Commemoration at Groesbeek

July 30, 2012 by Sharon Adams

Last week a contingent of 225 members of the Canadian Forces pause during a 40-kilometre march to pay their respects to the fallen at Groesbeek Canadian War Cemetery near Nijmegen, Netherlands. With them were VIPs, including the U.S. ambassador to Canada, MP Randy Hoback, the senior U.S. military attaché to Canada, and representatives of Veterans Affairs Canada, The Royal Canadian Legion and Logistik Unicorp.

Buried there are 2,338 Canadian soldiers and airmen who died liberating the Netherlands in 1944 and 1945. Allied  Forces entered the Netherlands in September 1944, and cleared and secured the ports and coastline.  Many of those in this cemetery were casualties of the Battle of the Rhineland, where the 2nd and 3rd Canadian infantry divisions and the 4th Canadian Armoured Division cleared the territory between the Maas and the Rhine in February and March 1945.

The cemetery also contains a memorial commemorating  more than 1,000 Commonwealth forces who died  from August 1944 to the end of the war, and whose resting places are not known.

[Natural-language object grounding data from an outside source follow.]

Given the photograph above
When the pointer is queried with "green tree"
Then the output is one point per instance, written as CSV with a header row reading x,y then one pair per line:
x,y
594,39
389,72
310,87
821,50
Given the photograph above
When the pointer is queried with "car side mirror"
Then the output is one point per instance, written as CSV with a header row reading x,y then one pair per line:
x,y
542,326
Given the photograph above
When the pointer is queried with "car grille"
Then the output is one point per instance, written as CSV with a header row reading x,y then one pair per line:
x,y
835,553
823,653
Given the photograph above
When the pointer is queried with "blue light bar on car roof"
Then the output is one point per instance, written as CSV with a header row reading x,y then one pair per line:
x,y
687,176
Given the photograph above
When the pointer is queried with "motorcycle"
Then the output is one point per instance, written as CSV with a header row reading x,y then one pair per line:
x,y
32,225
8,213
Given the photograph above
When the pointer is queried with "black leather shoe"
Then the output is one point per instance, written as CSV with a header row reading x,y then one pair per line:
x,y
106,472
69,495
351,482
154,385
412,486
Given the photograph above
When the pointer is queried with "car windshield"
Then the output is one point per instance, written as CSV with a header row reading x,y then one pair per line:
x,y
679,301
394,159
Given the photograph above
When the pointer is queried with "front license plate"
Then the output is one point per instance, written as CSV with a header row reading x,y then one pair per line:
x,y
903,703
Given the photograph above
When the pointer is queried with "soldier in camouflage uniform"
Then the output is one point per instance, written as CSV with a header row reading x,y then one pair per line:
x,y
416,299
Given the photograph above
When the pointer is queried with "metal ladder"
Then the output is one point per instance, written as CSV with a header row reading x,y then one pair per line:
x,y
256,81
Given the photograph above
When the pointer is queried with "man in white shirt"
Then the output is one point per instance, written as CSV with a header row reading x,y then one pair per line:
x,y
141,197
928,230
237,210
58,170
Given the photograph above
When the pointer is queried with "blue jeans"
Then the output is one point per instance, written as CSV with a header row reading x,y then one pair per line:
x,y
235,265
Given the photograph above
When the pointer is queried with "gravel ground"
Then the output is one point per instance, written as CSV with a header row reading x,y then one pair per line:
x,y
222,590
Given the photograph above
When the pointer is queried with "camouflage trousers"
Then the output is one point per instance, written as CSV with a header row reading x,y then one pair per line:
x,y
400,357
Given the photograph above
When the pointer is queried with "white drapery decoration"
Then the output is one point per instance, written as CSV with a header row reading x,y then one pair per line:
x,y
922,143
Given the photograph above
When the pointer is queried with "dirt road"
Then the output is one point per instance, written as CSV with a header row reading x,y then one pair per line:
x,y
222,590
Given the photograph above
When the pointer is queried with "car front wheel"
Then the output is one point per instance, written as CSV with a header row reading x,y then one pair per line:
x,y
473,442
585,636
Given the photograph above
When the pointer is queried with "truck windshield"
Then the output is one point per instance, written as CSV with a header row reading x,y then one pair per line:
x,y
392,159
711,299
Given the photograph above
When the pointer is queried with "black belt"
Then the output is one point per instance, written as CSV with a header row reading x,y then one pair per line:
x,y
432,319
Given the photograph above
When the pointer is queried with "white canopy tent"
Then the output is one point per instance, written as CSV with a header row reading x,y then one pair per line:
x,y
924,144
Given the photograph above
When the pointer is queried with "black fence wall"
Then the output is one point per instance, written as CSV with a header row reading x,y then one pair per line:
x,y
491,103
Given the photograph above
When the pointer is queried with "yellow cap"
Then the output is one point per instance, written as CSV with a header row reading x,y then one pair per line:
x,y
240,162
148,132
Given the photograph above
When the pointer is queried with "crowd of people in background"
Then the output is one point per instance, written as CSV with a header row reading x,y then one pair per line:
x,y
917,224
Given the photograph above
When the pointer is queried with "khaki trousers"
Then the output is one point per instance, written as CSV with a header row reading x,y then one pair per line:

The Dutch carefully tend the Canadian graves, a task handed down from father to son and mother to daughter through the decades.  They have been forever grateful for their liberation, after the Hunger Winter, when the Germans had stripped the country of food and fuel and thousands of men, women and children died of hunger and cold.

During a trip to the Netherlands commemorating the 65th anniversary of the liberation, I heard many stories of the hardships and of the relief brought by Canadian troops.  Some described the experience as surreal—one minute thinking they were going to starve to death, the next watching Canadian troops donning skates for impromptu hockey games, with the distant sound of battle still to be heard. There were also stories of Canadians breaking the rules to share their rations. One grandfather told me how as a young man he was so weak from starvation, knowing he was at most days from death, that he could not rise from his bed to go to the window to watch the Canadian troops coming into town.

I interviewed Canadians who were part of the liberation force, young men forever scarred by their battle experiences against an enemy told to hold positions at any cost.  In Zutphen, a sniper, a teenaged member of the Hitler Youth, took this order so seriously, he refused to come down from a tower, even when told it would be set afire. One Canadian soldier, then 18 years old, was detailed to search through the basements of the town for enemy soldiers; he found no soldiers, but did find bodies of mothers, their arms wrapped around their children, victims of the retreat, and a memory that has plagued his dreams for more than 65 years.